Plenty of options out there — which is another attraction.
That they’re the closest offshore platforms (figuring both car and boat ride) available to New Orleans area anglers is the primary attraction for us, because similar fishing (catching, actually) is available at most shallow structures off our coast this time of year.
The sheepshead are spawning, you see. So they’re ravenous, and stacked up around shallow rigs and wellheads from Breton Sound around to East Bay, West Bay, Sandy Point, Grand Isle blocks, Bay Marchand blocks (Fourchon Rigs) to Ship Shoal and out of Bay Calcasieu.
These rigs have another appeal: Most are in state waters. They’re inside that magic 3-mile boundary (and definitely inside the 9-mile zone that is now, by law, at least temporarily designated as state waters).
Check out WD 24 on a map, and you’ll see. But if you want to be ABSOLUTELY sure, simply look at the little identification on the rig or well-jacket itself when you rumble up. When it reads “SL,” that means “state lease.” That means you’re home free with the reds.
We use much the same tackle at Sandy Point we’d use inside — medium spinning gear.

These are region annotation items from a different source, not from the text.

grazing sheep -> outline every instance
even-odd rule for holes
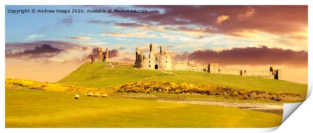
[[[79,95],[77,94],[76,95],[75,95],[75,99],[79,99]]]
[[[89,93],[88,94],[87,94],[87,97],[93,97],[93,93]]]

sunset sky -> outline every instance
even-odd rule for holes
[[[146,13],[13,14],[9,9],[146,10]],[[109,48],[112,61],[164,45],[174,61],[281,69],[307,84],[307,6],[6,6],[6,78],[55,82]]]

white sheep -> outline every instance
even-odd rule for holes
[[[108,97],[108,95],[107,94],[102,94],[102,97]]]
[[[93,97],[93,93],[89,93],[88,94],[87,94],[87,97]]]
[[[75,99],[79,99],[79,95],[76,94],[75,95]]]

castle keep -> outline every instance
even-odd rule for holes
[[[108,49],[107,49],[108,50]],[[148,57],[145,56],[139,48],[136,48],[135,67],[142,69],[193,71],[277,80],[282,78],[282,70],[274,70],[273,66],[270,68],[269,71],[256,71],[237,69],[220,69],[219,63],[209,63],[208,65],[204,65],[196,64],[190,61],[187,63],[172,62],[169,52],[164,50],[163,46],[160,46],[160,52],[155,54],[152,44],[150,44],[150,53]]]
[[[102,48],[97,47],[97,61],[108,62],[108,59],[109,49],[107,48],[106,51],[103,51]]]
[[[138,47],[136,48],[135,66],[138,69],[171,70],[172,57],[170,52],[160,46],[160,52],[154,54],[153,44],[150,44],[149,56],[145,56]]]

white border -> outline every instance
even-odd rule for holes
[[[253,1],[246,1],[246,0],[219,0],[219,1],[200,1],[200,0],[192,0],[192,1],[188,1],[185,2],[179,1],[179,3],[178,3],[178,1],[168,1],[168,0],[149,0],[149,1],[140,1],[140,0],[133,0],[133,1],[122,1],[122,0],[118,0],[118,1],[111,1],[110,2],[102,2],[96,0],[88,0],[88,1],[83,1],[83,0],[76,0],[76,1],[62,1],[62,0],[55,0],[53,1],[38,1],[38,0],[29,0],[29,1],[19,1],[17,0],[12,0],[12,1],[1,1],[0,3],[2,4],[1,7],[0,8],[1,10],[1,18],[2,21],[0,21],[0,23],[1,24],[1,27],[3,29],[2,32],[1,33],[1,40],[2,42],[3,42],[3,44],[1,45],[1,47],[2,50],[0,51],[0,55],[1,55],[1,69],[0,69],[0,78],[2,80],[1,82],[1,95],[0,95],[0,129],[1,129],[2,132],[3,131],[5,131],[5,132],[55,132],[57,131],[60,131],[60,130],[64,131],[70,131],[70,132],[90,132],[90,129],[88,128],[53,128],[47,129],[45,128],[6,128],[3,129],[5,127],[5,32],[4,31],[5,29],[5,21],[4,21],[5,15],[5,5],[309,5],[308,6],[308,24],[312,23],[311,17],[310,17],[311,14],[310,13],[312,13],[312,8],[311,7],[312,5],[311,1],[306,0],[306,1],[296,1],[296,0],[284,0],[284,1],[272,1],[272,0],[253,0]],[[288,28],[286,27],[286,28]],[[310,42],[311,42],[311,31],[312,28],[310,26],[309,24],[308,26],[308,43],[310,44]],[[312,49],[312,45],[308,45],[308,86],[309,86],[309,92],[310,92],[312,89],[312,81],[313,81],[313,79],[312,78],[312,69],[313,68],[312,65],[312,57],[313,57],[312,53],[311,52]],[[307,96],[309,95],[309,94],[308,94]],[[301,109],[302,111],[304,111],[306,112],[306,113],[301,113],[301,112],[297,112],[297,111],[295,112],[297,112],[297,115],[298,115],[297,117],[295,117],[295,116],[292,116],[292,117],[294,120],[296,120],[297,118],[308,118],[307,116],[310,116],[310,114],[309,114],[309,113],[311,113],[312,109],[312,103],[313,102],[311,100],[311,98],[309,98],[309,100],[304,102],[304,104],[303,105],[300,106],[299,108]],[[299,110],[300,111],[300,110]],[[295,120],[296,119],[296,120]],[[299,119],[298,119],[299,120]],[[291,120],[291,119],[290,119]],[[306,121],[303,122],[303,121]],[[310,119],[309,118],[308,119],[304,120],[301,119],[301,121],[302,121],[301,125],[298,124],[299,121],[289,121],[287,119],[286,121],[288,122],[286,123],[283,123],[281,127],[279,127],[279,129],[276,130],[275,132],[280,132],[280,131],[287,131],[289,132],[290,131],[292,130],[293,129],[296,129],[296,130],[294,129],[294,131],[298,132],[300,130],[302,131],[307,131],[306,132],[309,130],[310,126],[302,126],[301,125],[305,125],[307,124],[307,125],[310,125],[310,123],[311,123],[312,122],[312,117],[311,116]],[[294,125],[297,125],[297,127],[294,127]],[[92,129],[92,131],[93,130],[96,130],[96,131],[109,131],[109,132],[192,132],[195,131],[214,131],[214,132],[265,132],[265,131],[269,131],[271,130],[273,130],[275,129],[277,127],[274,128],[157,128],[157,129],[151,129],[151,128],[93,128]],[[308,129],[306,130],[305,129]]]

But we tie the jigheads — weighing anywhere from ¼ to ½ ounce, depending on currents — to the tip of a 20-pound mono leader, about 3 feet long.
These fish are serious battlers, so you don’t want them breaking off every third cast when they rub a barnacle.
After hitting the water, we roared out of the Empire jetties and hung a left into gently swelling seas. About 15 minutes later I heard the “clang” of the rig hook as Pelayo did the honors — then a “clink.”
I turned to see Valerie laughing, covering her mouth as her shrimp-tipped jighead (¼-ounce) bounced off the well jacket’s pipe and into the greenish waters. Then she flipped the bail, smiling maliciously with anticipation.
We prefer fishing the little well jackets rather than the bigger platforms themselves. These smaller structures seem to better concentrate the fish around their much smaller structure.
“Get ready!” I counseled, as Valerie reeled a few cranks to get her bait to the preferred 8- to 10-foot depths.
Pelayo and I baited up our plain, 3/8-ounce jigheads with shrimp and dropped down, much like sac-a-lait fishermen over submerged Christmas trees.
I was just flipping the bail when ….
“AHH-AHH!” Valerie was yelling from the stern, her face in half-laugh, half-grimace mode as she cranked away.
Then Sid grunted beside me and his rod dipped till the tip was in the water.
I was looking behind me at the tumult and into the second reel crank when — tap-tap-WHAM I set my own hook.
The fishing was non-stop, and the box quickly filled in only two stops.
Barely two hours later, Pelayo opened the box and motioned us over.
“Amigos, would you say, that we have a plethora of Sheepshead?” he smirked.